Unity Park Committee names educator, businessman 2019 honorees

Unity Park Committee names educator, businessman 2019 honorees

SDN Editor

Two deceased locals received posthumous honors on Monday for their contributions to the civil rights of others in Oktibbeha County on Monday as part of the county’s Martin Luther King, Jr. Day celebrations.

Unity Park Committee Chair Jeanne Marszalek introduced the committee, who then unveiled a new plaque honoring longtime teacher Adelaide J. Elliott and business owner Wilson Ashford Sr. — both charter members of the Oktibbeha County Chapter of the NAACP.

Marszalek said 2019 marks the second year that honorees were added to the park and praised the work of those on the committee, along with public officials, who made the effort possible.

“We are so proud of this facility and the great opportunity it offers use to be able to gather for great programs like today,” she said.

Each of the honorees were nominated and those who submitted the nominations were on-hand to speak to the qualifications of each of the notable leaders.

Walter Conley nominated Elliott, who he referred to as “Miss Adelaide.”

Elliott was a public school teacher for over 40 years, but spent part of her life on the front lines of the civil rights movement, participating in marches, protests and boycotts.

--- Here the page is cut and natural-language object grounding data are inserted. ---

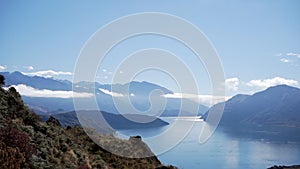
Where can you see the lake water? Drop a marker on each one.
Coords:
(222, 150)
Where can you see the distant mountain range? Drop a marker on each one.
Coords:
(275, 106)
(139, 91)
(116, 121)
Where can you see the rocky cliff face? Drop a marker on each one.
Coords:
(27, 142)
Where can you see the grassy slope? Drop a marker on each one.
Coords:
(26, 142)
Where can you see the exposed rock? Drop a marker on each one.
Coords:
(53, 120)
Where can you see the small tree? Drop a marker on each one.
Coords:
(2, 79)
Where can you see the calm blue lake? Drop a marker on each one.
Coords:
(222, 150)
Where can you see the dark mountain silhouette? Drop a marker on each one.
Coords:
(275, 106)
(27, 142)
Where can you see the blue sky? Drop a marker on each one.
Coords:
(257, 41)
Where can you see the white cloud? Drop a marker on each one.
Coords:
(32, 92)
(47, 73)
(111, 93)
(293, 54)
(28, 67)
(285, 60)
(2, 67)
(207, 100)
(265, 83)
(232, 83)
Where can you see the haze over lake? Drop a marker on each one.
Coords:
(222, 150)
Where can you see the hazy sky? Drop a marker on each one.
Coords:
(257, 41)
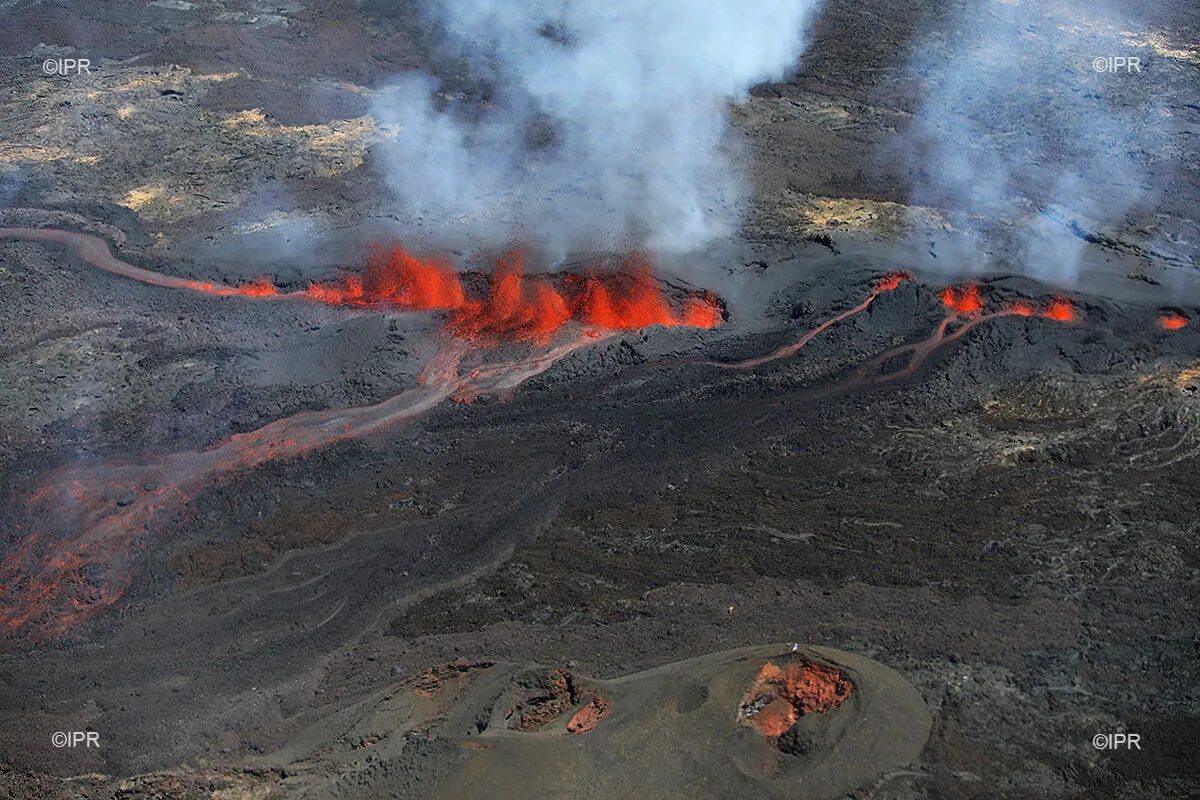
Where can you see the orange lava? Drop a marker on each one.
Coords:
(964, 300)
(780, 695)
(1173, 320)
(533, 310)
(517, 307)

“She was a pioneer and played a leading role in many things,” Conley said. “She was an activist. She was active in civil rights marches, protests that eventually led to opportunities for African-Americans in this community. She was a leader. She would go if she had to go by her self.”

Elliott died in 2010, leaving a legacy that inspired many to participate in the NAACP and take a more active role in their communities, including Conley, who said she was like a mother figure to him.

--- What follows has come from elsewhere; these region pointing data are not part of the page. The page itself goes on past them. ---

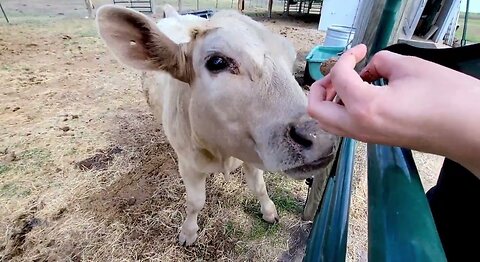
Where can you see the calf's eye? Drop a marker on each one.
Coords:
(217, 64)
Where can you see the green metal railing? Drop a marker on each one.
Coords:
(400, 224)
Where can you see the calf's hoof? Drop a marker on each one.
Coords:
(187, 240)
(270, 213)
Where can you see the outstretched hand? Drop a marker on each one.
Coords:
(424, 106)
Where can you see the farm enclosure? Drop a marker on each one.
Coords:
(86, 174)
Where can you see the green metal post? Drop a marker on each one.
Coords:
(400, 224)
(4, 14)
(465, 23)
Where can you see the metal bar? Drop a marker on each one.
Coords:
(4, 14)
(328, 237)
(400, 224)
(385, 26)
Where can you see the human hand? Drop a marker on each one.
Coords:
(425, 106)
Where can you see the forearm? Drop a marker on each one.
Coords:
(457, 133)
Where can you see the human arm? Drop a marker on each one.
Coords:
(425, 106)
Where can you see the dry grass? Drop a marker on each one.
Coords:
(93, 177)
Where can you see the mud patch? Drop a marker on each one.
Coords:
(297, 243)
(99, 161)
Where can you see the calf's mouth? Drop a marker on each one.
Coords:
(309, 169)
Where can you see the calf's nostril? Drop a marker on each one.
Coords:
(299, 138)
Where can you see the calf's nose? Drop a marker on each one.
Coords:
(310, 140)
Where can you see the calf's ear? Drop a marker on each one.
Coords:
(136, 41)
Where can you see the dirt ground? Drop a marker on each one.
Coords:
(87, 175)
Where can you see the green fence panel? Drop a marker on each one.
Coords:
(328, 237)
(400, 224)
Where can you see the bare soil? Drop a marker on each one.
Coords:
(86, 174)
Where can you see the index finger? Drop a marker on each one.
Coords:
(346, 81)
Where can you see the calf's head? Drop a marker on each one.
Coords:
(244, 100)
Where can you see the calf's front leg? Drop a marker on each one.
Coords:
(195, 186)
(255, 182)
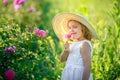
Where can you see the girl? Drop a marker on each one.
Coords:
(78, 54)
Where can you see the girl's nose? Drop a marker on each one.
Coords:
(71, 30)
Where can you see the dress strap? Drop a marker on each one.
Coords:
(89, 42)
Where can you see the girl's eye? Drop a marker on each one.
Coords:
(75, 26)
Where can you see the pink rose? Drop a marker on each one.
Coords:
(68, 36)
(40, 33)
(9, 74)
(17, 4)
(5, 2)
(10, 49)
(31, 9)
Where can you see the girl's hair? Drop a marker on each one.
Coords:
(87, 34)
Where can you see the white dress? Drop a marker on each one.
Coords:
(73, 69)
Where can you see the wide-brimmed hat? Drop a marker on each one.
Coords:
(60, 22)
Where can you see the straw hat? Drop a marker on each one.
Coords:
(60, 22)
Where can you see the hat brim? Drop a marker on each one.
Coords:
(60, 22)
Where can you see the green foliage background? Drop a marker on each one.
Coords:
(38, 58)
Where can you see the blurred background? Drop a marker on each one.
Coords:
(26, 55)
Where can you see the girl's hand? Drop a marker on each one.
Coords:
(66, 47)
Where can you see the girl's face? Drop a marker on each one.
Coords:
(75, 29)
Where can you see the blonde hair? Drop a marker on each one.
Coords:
(87, 34)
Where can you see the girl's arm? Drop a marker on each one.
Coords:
(85, 52)
(65, 53)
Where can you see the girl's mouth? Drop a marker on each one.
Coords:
(73, 33)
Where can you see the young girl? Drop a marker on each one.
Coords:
(78, 54)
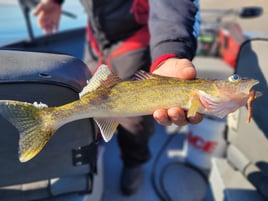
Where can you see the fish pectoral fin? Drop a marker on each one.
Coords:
(107, 128)
(193, 106)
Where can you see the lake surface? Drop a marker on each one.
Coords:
(13, 27)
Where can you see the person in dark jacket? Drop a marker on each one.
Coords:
(154, 35)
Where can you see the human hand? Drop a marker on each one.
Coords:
(48, 15)
(183, 69)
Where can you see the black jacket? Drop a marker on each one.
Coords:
(173, 24)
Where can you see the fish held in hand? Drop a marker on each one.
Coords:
(107, 98)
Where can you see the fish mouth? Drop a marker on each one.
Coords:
(248, 87)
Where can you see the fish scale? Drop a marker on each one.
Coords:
(107, 98)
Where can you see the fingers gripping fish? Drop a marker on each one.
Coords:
(107, 98)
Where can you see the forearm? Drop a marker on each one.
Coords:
(174, 27)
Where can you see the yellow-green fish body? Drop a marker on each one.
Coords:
(107, 98)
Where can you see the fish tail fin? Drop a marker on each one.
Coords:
(34, 124)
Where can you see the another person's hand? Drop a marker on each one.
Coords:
(48, 15)
(183, 69)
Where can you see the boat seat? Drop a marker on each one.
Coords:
(245, 170)
(68, 162)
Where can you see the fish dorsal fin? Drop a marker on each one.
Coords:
(103, 77)
(107, 128)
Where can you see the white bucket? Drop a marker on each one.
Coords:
(205, 140)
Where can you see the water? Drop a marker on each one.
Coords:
(13, 27)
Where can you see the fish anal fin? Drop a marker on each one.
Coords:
(107, 128)
(103, 77)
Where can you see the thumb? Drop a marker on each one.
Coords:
(38, 9)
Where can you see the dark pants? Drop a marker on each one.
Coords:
(133, 136)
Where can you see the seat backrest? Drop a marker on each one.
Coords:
(249, 142)
(69, 157)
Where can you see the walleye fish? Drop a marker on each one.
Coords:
(107, 98)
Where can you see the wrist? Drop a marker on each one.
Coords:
(159, 60)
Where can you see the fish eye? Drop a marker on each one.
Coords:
(234, 78)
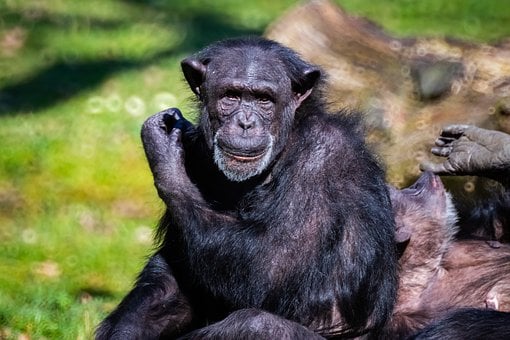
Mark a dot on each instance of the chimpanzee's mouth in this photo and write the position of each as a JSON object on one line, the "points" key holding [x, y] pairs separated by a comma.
{"points": [[243, 158]]}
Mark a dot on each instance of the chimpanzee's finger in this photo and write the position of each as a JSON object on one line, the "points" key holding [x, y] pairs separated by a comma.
{"points": [[441, 151], [442, 141], [454, 130], [438, 169], [171, 116]]}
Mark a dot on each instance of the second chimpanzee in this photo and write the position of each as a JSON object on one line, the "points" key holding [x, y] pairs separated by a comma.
{"points": [[278, 221]]}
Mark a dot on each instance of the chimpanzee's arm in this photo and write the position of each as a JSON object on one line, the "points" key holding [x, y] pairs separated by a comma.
{"points": [[254, 324], [162, 140], [472, 151], [154, 307]]}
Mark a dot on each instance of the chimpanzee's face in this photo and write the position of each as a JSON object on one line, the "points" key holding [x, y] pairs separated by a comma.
{"points": [[250, 107]]}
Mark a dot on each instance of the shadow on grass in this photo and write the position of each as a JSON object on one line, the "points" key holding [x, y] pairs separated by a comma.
{"points": [[66, 78]]}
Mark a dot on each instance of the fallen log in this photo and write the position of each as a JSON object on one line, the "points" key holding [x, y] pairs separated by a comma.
{"points": [[409, 88]]}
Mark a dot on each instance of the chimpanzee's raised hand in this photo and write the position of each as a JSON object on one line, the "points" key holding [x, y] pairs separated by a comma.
{"points": [[471, 151], [162, 142]]}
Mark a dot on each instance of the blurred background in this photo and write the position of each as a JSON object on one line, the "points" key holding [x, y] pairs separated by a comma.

Conley said looking back, he would remember Miss Adelaide as a woman you did not want to get in front of when she had her mind set on something — a trait that made her an effective leader.

“She was the real deal,” Conley said. “She was a genuine person. What you saw was what you go — a legacy and imprint on this community that will stand the test of time.”

The daughter of Wilson Ashford Sr. — Annette Ashford Johnson — spoke as her father was honored among the other leaders depicted at Unity Park.

Ashford owned an auto mechanic business and was a charter member of the local NAACP chapter who worked alongside other notable leaders such as Dr. Douglas L. Conner as the county worked toward integration and equal rights for African-Americans.

One story she recalled came when Conner went around the community soliciting help for several people who had been arrested protesting laws against separate accommodations in a restaurant.

She said her father was the only one to help Conner, and caught backlash from white customers as result.

“They were arrested and someone called Dr. Conner and told them about it,” Johnson said. “Nobody stepped up but Dad. Those days were dangerous times.”

She said Griffin Chapel at First United Methodist Church held the first NAACP meeting, with the church opening its arms to those fighting for equal rights.

Ashford also served on the Starkville School Board — a position his daughter and others said highlighted his compassion for students of all races.

“My Daddy did not favor color, a person is a person,” she said. “He stood by all people. I’m thankful those two people are up there together on that plaque.”